Search code examples
query-optimizationsemantic-websparqldbpedia

Optimization of SPARQL query. [ Estimated execution time exceeds the limit of 1500 (sec) ]


I am trying to run this query on http://dbpedia.org/sparql but I get an error that my query is too expensive. When I run the query trough http://dbpedia.org/snorql/ I get:

The estimated execution time 25012730 (sec) exceeds the limit of 1500 (sec) ...

When running the query through my python script using SPARQLWrapper I simply get an HTTP 500.

I figure I need to do something to optimize my SPARQL query. I need the data for iterating over educational institutions and importing it in to a local database, maybe I am using SPARQL wrong and should do this in a fundamentally different way.

Hope someone can help me!

The query

PREFIX owl: <http://www.w3.org/2002/07/owl#>
PREFIX rdf: <http://www.w3.org/1999/02/22-rdf-syntax-ns#>
PREFIX foaf: <http://xmlns.com/foaf/0.1/>
PREFIX xsd: <http://www.w3.org/2001/XMLSchema#>
PREFIX rdfs: <http://www.w3.org/2000/01/rdf-schema#>
PREFIX dc: <http://purl.org/dc/elements/1.1/>
PREFIX : <http://dbpedia.org/resource/>
PREFIX dbpedia2: <http://dbpedia.org/property/>
PREFIX dbpedia: <http://dbpedia.org/>
PREFIX skos: <http://www.w3.org/2004/02/skos/core#>

            SELECT DISTINCT ?uri
                ?name
                ?homepage
                ?student_count
                ?native_name
                ?city
                ?country
                ?type
                ?lat ?long
                ?image

            WHERE {
                ?uri rdf:type dbpedia-owl:EducationalInstitution .
                ?uri foaf:name ?name .
                OPTIONAL { ?uri foaf:homepage ?homepage } .
                OPTIONAL { ?uri dbpedia-owl:numberOfStudents ?student_count } .
                OPTIONAL { ?uri dbpprop:nativeName ?native_name } .
                OPTIONAL { ?uri dbpprop:city ?city } .
                OPTIONAL { ?uri dbpprop:country ?country } .
                OPTIONAL { ?uri dbpprop:type ?type } .
                OPTIONAL { ?uri geo:lat ?lat . ?uri geo:long ?long } .
                OPTIONAL { ?uri foaf:depiction ?image } .
            }
            ORDER BY ?uri
            LIMIT 20 OFFSET 10

Solution

  • Forget it.

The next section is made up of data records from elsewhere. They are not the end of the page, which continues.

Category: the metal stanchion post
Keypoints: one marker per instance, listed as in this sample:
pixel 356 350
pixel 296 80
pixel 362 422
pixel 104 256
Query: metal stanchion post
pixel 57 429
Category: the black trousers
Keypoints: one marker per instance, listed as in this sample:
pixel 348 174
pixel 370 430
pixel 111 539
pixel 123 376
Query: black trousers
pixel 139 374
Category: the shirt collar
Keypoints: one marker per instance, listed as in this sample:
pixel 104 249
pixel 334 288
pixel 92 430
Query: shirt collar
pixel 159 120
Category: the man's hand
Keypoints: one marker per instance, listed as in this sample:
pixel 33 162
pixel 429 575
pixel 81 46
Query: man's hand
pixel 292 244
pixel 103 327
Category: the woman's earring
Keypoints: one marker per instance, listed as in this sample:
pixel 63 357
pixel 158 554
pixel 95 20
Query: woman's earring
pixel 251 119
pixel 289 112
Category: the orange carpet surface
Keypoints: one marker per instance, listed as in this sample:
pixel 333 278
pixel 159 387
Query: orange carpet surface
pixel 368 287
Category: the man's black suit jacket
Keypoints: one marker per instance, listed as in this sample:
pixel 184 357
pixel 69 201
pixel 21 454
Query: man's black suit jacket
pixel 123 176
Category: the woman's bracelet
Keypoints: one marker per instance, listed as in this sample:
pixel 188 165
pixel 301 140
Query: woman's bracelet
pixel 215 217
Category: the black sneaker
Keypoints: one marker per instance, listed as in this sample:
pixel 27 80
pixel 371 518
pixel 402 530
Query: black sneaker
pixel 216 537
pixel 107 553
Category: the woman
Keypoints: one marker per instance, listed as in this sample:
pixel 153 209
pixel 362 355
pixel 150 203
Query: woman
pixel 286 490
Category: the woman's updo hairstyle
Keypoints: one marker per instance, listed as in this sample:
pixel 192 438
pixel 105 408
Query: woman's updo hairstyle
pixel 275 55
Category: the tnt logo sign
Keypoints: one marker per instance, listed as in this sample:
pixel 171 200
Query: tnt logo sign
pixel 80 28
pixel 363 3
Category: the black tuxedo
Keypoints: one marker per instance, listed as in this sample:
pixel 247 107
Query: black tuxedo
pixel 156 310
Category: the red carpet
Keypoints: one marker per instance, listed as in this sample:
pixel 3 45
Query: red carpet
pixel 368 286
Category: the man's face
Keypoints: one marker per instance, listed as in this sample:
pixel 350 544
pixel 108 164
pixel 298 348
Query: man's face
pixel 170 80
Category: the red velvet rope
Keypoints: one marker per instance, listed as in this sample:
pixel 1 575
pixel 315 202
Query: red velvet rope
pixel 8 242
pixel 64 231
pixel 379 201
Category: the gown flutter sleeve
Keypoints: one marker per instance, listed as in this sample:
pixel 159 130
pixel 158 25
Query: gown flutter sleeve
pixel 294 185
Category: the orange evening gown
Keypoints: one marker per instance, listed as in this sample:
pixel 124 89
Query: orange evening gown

You won't be able to get that query back from dbpedia with just one SPARQL. Those optionals are very expensive.

    To work it around you need to first run something like:

     SELECT DISTINCT ?uri WHERE {
                    ?uri rdf:type dbpedia-owl:EducationalInstitution .
                    ?uri foaf:name ?name .
     } ORDER BY ?uri
     LIMIT 20 OFFSET 10
    

    Then iterate over the resultset of this query to form single queries for each dbpedia-owl:EducationalInstitution such as ... (notice the filter at the end of the query):

            SELECT DISTINCT ?uri
                ?name
                ?homepage
                ?student_count
                ?native_name
                ?city
                ?country
                ?type
                ?lat ?long
                ?image
    
            WHERE {
                ?uri rdf:type dbpedia-owl:EducationalInstitution .
                ?uri foaf:name ?name .
                OPTIONAL { ?uri foaf:homepage ?homepage } .
                OPTIONAL { ?uri dbpedia-owl:numberOfStudents ?student_count } .
                OPTIONAL { ?uri dbpprop:nativeName ?native_name } .
                OPTIONAL { ?uri dbpprop:city ?city } .
                OPTIONAL { ?uri dbpprop:country ?country } .
                OPTIONAL { ?uri dbpprop:type ?type } .
                OPTIONAL { ?uri geo:lat ?lat . ?uri geo:long ?long } .
                OPTIONAL { ?uri foaf:depiction ?image } .
            FILTER (?uri = <http://dbpedia.org/resource/%C3%89cole_%C3%A9l%C3%A9mentaire_Marie-Curie>)
            }
    

    Where <http://dbpedia.org/resource/%C3%89cole_%C3%A9l%C3%A9mentaire_Marie-Curie> has been obtained from the first query.

    ... and yes it will be slow and you might not be able to run this for an online application. Advice: try to work out some sort of caching mechanism to sit between your app and the dbpedia SPARQL endpoint.